# Greenfield Village Old Car Festival- Pictures



## santafe158 (Jul 14, 2010)

A few shots from the "Old Car Festival" at Greenfield Village today.

4-4-0 #1 "Edison" fresh from the shops (repaired dry pipe, started running again last weekend)









Some depot hacks at where else, but the depot


























The end of the day


----------



## sstlaure (Oct 12, 2010)

Neat pics. I love Greenfield Villiage. We're members and get there many times over the summer and always ride the old Forney.


----------



## santafe158 (Jul 14, 2010)

I go mainly for the trains 

Here's a video

http://www.youtube.com/watch?v=KVfzmPwzT2E


----------



## Big Ed (Jun 16, 2009)

santafe158 said:


> I go mainly for the trains
> 
> Here's a video
> 
> http://www.youtube.com/watch?v=KVfzmPwzT2E



I wish I had a whistle like that for the basement.
When the old (young) lady starts yelling whatever, I could just let off a blast of the whistle.

Some odd pieces parading down the road in your video.:thumbsup:

Thanks for sharing.


----------



## trainguru (Jun 28, 2011)

I agree on the whistle, but I'd use it, on anybody who has the nerve to invade my little pike world like Godzilla, or a trigger-happy UFO!!! In other news... I'd really love to have depot hacks, like that for the hotel in one of my towns.
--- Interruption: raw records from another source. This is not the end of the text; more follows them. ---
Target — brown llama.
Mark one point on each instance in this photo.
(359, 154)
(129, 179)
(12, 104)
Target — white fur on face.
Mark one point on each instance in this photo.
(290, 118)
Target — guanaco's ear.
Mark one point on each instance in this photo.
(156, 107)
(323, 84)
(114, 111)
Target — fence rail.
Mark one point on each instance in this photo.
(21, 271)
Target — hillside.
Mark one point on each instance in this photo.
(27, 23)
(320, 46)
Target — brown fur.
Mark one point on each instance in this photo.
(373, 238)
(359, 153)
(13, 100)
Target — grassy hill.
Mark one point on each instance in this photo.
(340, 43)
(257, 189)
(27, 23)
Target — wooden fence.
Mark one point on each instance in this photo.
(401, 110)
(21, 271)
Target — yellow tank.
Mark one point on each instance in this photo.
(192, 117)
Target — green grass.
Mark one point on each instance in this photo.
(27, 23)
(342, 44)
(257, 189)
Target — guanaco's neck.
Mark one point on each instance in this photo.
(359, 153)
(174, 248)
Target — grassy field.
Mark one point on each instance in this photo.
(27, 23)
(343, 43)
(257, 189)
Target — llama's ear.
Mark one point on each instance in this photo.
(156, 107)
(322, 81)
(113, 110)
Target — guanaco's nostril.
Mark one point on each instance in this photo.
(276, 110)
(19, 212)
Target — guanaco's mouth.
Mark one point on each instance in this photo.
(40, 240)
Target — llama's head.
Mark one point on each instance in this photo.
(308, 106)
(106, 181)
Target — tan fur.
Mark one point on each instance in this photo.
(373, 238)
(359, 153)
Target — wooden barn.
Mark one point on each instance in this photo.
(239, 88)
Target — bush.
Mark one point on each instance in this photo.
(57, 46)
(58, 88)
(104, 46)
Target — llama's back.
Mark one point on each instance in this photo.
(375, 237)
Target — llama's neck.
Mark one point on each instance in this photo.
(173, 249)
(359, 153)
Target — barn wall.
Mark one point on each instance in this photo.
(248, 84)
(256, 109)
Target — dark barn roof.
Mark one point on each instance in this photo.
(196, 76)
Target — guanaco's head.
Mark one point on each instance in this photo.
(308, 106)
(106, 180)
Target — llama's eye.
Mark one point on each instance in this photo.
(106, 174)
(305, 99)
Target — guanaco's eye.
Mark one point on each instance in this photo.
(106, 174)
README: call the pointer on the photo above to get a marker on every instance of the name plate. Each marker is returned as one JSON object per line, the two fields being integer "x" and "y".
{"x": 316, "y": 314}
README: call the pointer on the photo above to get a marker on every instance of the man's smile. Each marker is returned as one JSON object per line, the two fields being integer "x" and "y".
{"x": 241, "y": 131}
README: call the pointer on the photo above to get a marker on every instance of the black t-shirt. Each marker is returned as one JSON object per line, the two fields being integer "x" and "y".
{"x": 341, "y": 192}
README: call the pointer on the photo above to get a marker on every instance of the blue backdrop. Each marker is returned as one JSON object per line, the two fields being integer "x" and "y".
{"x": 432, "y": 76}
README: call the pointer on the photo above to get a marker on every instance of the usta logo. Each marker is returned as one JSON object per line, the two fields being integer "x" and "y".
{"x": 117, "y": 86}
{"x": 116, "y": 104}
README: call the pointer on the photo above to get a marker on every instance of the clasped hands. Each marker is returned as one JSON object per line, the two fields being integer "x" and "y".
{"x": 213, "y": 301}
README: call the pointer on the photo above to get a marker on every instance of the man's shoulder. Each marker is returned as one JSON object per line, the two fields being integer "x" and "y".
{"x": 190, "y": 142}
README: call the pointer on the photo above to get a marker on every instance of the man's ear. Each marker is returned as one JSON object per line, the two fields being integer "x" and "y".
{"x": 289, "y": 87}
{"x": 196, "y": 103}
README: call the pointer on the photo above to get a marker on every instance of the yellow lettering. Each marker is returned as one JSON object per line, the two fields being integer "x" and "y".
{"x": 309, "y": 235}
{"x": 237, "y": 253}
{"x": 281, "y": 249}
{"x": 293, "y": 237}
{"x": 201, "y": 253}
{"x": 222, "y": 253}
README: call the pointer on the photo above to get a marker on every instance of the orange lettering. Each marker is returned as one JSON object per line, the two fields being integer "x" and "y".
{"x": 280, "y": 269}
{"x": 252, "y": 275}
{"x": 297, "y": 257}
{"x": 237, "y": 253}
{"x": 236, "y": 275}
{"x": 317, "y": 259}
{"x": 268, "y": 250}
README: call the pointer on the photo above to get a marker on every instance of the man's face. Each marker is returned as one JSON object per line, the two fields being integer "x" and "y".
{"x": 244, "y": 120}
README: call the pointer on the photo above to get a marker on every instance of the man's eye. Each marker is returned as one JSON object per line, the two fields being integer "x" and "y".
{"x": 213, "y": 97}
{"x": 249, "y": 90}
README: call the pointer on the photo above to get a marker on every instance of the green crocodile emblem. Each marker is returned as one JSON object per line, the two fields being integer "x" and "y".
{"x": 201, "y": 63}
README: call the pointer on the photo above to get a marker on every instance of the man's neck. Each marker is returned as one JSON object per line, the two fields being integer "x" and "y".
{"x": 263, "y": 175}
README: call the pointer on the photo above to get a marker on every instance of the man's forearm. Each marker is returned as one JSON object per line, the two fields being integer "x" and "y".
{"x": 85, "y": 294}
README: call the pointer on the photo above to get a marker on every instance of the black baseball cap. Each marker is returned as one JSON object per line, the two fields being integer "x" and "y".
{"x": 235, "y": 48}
But automobiles are exuberently expensive. Can anybody help the poor model train guys out???


----------



## santafe158 (Jul 14, 2010)

big ed said:


> I wish I had a whistle like that for the basement.
> When the old (young) lady starts yelling whatever, I could just let off a blast of the whistle.
> 
> Some odd pieces parading down the road in your video.:thumbsup:
> ...


That whistle is awesome. I love going to the car show days. Because of all the people and the fact that it was getting dark, they really let it blow (they do it all day too). It's a lot of fun. I was on the last run of the Torch Lake for the day and the last run of the Edison (which by that time it was pretty dark out and the fireman was using a head lamp (flashlight with an elastic strap around his head) to watch out for animals and people when we were going through the woods and they really let the whistle blow back there.


----------



## tjcruiser (Jan 10, 2010)

What a fun looking event! Jammed packed with oldies and goodies!

TJ


----------